フィロソフィーに立ち返る

ーー10年ほど前、リキュールの製造工程で社員が犯したミスをきっかけに、製造メンバー8人のうち5人が退職する事態となりました。そこからどのように、組織変革に取り組んだのでしょうか。

 僕はそれまで、仕事ができる人間、優秀な人間だけがいれば良いと思っていました。でも、人間性の部分から見つめなおして、組織を一から作り直さなければいけないと考えたのです。

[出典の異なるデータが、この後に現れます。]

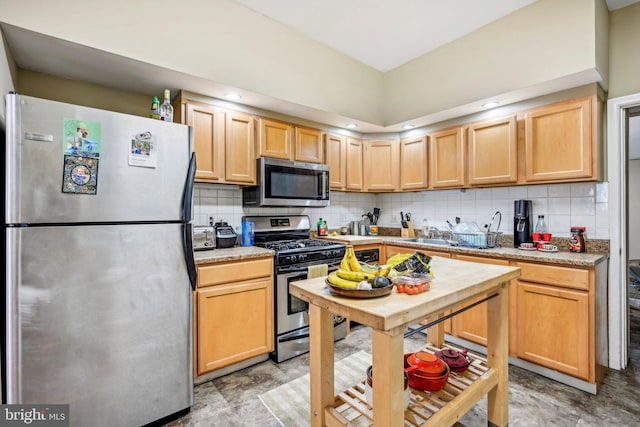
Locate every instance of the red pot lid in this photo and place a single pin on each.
(426, 362)
(453, 357)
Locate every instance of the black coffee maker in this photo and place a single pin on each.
(522, 222)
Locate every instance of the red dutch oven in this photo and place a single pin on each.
(457, 361)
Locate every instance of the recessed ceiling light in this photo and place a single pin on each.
(232, 96)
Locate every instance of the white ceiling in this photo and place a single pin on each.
(375, 32)
(381, 33)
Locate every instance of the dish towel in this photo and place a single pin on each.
(319, 270)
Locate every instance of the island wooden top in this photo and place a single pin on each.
(454, 282)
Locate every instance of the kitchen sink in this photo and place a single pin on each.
(426, 241)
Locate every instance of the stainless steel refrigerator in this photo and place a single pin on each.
(99, 263)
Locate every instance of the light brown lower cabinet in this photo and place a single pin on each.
(555, 323)
(472, 323)
(553, 328)
(233, 315)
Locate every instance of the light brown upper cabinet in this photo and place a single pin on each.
(413, 163)
(274, 139)
(381, 165)
(493, 152)
(561, 141)
(240, 154)
(308, 145)
(447, 159)
(208, 125)
(354, 164)
(223, 142)
(335, 153)
(286, 141)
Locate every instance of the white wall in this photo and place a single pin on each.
(543, 42)
(634, 209)
(224, 42)
(221, 41)
(563, 205)
(6, 80)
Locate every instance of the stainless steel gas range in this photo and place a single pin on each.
(295, 252)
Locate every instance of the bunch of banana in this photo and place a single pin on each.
(336, 280)
(354, 274)
(349, 261)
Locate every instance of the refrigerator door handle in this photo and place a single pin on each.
(187, 243)
(187, 232)
(187, 196)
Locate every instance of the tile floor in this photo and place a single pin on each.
(233, 401)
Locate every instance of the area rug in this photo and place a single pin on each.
(289, 403)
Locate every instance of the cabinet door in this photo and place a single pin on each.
(447, 160)
(336, 157)
(308, 146)
(413, 163)
(493, 152)
(380, 165)
(354, 164)
(553, 328)
(240, 158)
(559, 142)
(471, 325)
(208, 140)
(274, 139)
(235, 323)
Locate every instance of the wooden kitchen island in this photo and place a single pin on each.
(389, 317)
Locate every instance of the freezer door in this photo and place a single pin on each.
(36, 144)
(100, 317)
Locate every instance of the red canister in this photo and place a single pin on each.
(576, 241)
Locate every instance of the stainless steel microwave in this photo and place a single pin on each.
(288, 183)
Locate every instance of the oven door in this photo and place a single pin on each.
(291, 312)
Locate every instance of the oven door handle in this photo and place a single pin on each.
(298, 269)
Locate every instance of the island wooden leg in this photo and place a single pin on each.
(388, 378)
(435, 334)
(321, 355)
(498, 357)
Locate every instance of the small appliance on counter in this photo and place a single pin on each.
(522, 222)
(225, 235)
(204, 237)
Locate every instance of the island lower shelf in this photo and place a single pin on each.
(426, 408)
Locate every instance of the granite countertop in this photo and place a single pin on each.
(562, 257)
(511, 253)
(236, 253)
(503, 252)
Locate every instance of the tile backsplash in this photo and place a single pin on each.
(563, 205)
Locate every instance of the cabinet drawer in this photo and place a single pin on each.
(237, 271)
(554, 275)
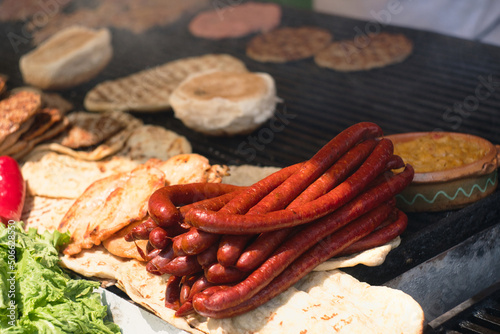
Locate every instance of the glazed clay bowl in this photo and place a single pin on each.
(452, 188)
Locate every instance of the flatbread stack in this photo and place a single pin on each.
(27, 118)
(288, 44)
(374, 51)
(149, 90)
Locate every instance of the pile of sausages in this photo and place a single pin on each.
(230, 249)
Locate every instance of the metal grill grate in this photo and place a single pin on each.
(479, 315)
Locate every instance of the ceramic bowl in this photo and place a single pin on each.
(452, 188)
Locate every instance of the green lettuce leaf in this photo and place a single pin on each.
(37, 295)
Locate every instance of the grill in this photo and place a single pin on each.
(435, 88)
(480, 315)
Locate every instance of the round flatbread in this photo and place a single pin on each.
(288, 44)
(374, 51)
(236, 21)
(222, 103)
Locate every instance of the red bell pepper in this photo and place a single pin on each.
(12, 190)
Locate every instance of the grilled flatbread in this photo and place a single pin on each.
(221, 103)
(108, 205)
(43, 213)
(288, 44)
(150, 90)
(28, 145)
(236, 20)
(15, 111)
(377, 50)
(3, 83)
(68, 58)
(42, 170)
(111, 142)
(151, 141)
(118, 246)
(89, 129)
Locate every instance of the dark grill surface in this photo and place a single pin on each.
(482, 317)
(447, 83)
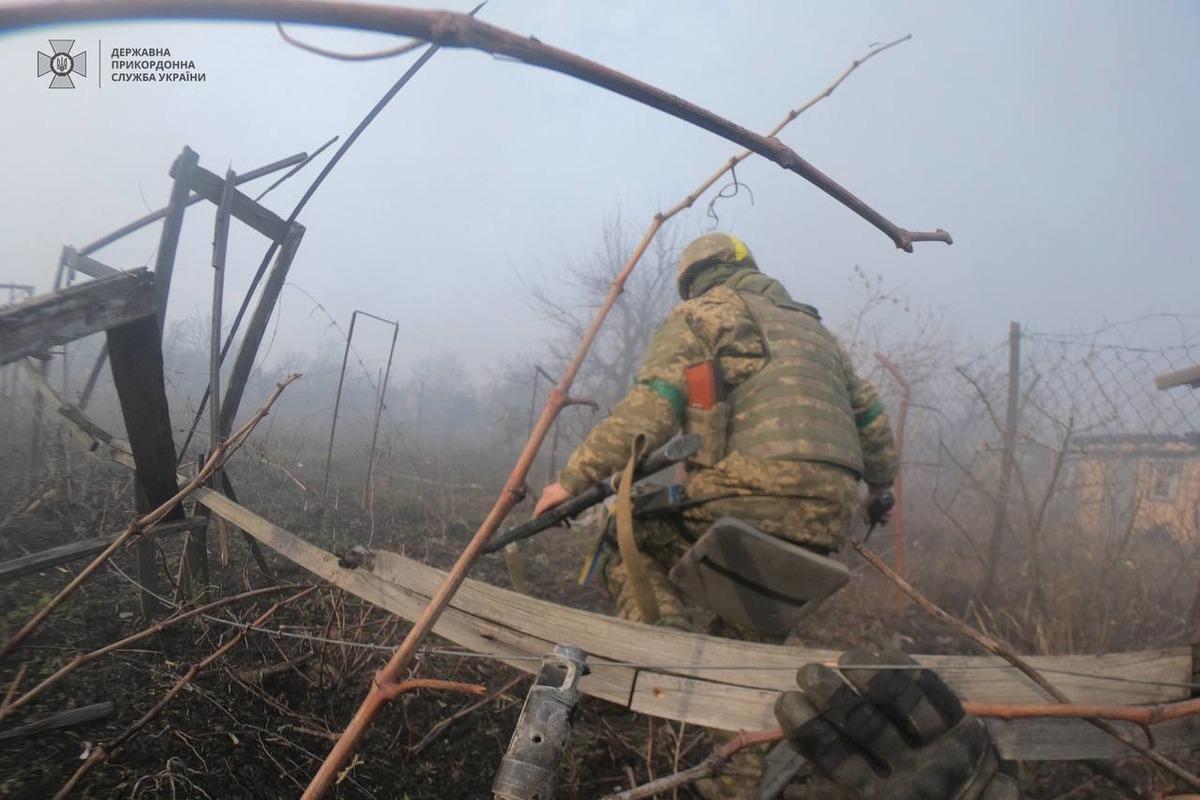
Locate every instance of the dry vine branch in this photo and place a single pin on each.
(219, 456)
(436, 731)
(447, 29)
(106, 751)
(511, 494)
(157, 627)
(711, 765)
(1012, 657)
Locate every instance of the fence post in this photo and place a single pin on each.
(1011, 426)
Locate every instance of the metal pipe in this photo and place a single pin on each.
(154, 216)
(383, 394)
(337, 404)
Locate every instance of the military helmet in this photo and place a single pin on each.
(707, 251)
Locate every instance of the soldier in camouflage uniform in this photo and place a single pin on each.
(802, 431)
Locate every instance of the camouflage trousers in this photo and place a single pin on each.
(661, 542)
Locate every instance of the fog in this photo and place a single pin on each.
(1054, 140)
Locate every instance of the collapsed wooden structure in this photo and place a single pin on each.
(671, 674)
(696, 679)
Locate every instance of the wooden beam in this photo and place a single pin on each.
(690, 690)
(61, 720)
(36, 325)
(88, 265)
(258, 322)
(136, 355)
(1189, 377)
(263, 220)
(83, 548)
(172, 226)
(723, 698)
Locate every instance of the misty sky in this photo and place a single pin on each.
(1056, 142)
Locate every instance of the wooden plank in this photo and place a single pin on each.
(172, 226)
(738, 708)
(709, 657)
(729, 704)
(516, 649)
(263, 220)
(36, 325)
(694, 701)
(1191, 377)
(257, 326)
(75, 551)
(88, 265)
(61, 720)
(135, 352)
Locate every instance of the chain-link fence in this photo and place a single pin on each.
(1050, 453)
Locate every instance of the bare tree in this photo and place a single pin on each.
(568, 301)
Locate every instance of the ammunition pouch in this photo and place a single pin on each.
(712, 425)
(753, 579)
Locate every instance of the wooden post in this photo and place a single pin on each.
(257, 328)
(1012, 422)
(193, 572)
(136, 356)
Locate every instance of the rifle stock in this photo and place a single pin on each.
(672, 452)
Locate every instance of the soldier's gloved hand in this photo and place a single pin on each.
(877, 509)
(897, 734)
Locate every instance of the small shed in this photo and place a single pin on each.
(1146, 483)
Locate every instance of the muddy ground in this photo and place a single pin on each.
(234, 733)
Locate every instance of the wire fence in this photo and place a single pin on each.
(1071, 463)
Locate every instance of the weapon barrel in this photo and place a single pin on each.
(672, 452)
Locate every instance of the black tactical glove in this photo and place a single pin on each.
(895, 734)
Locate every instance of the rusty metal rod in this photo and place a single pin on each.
(449, 29)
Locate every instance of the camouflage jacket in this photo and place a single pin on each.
(714, 324)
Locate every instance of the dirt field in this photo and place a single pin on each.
(234, 733)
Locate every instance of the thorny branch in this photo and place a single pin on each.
(105, 752)
(1012, 657)
(709, 767)
(157, 627)
(447, 29)
(219, 456)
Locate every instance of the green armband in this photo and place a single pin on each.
(670, 394)
(867, 416)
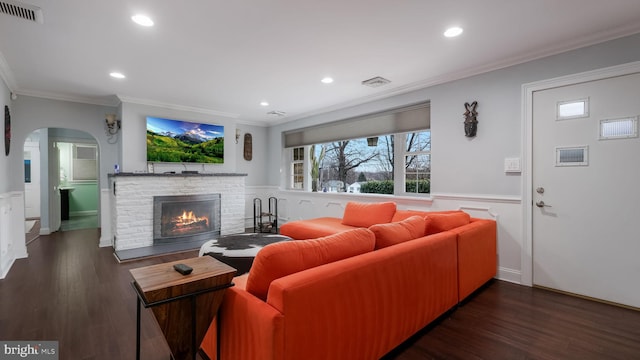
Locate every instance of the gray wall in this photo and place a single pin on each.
(5, 99)
(473, 166)
(31, 113)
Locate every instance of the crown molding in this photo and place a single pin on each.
(574, 44)
(71, 98)
(6, 74)
(147, 102)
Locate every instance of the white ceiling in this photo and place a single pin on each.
(225, 57)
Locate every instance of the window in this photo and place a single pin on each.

 そこで、明確にしたのが、会社の理念やミッション、ビジョンです。会社をどうやって経営していくか、何を重視して仕事をすべきか。従業員も含めてルールブックを決めていきました。経営理念は、次のような言葉でまとめました。

 付加価値の高いお酒を世界中の人々へ提供することで、人間的に成長し、人類と社会の発展に貢献します。

 このようなフィロソフィーは、トラブルが起こったときに立ち返る判断基準としても必要です。朝礼でクレド(行動指針)を書いたカードを読み合わせて、社員の潜在意識にすり込むようにしています。

楯の川酒造のクレド

 クレドカードには、目指すゴールとして「入社半年の若手スタッフでも楯の川酒造フィロソフィーについて社長と対等に話が出来る」、「スタッフ同士仕事ぶりを見て、楯の川酒造フィロソフィーに基づいてお互いに注意しあえる状態になる」などと定めています。

 リキュールの事故で周囲からは「楯の川酒造は終わった」とも言われました。しかし、僕はここが会社としても大きな転換点、出発点だと思っています。「TATENOKAWA100年ビジョン」(前編参照)は、そうした我が社の思いを、対外的に表したものです。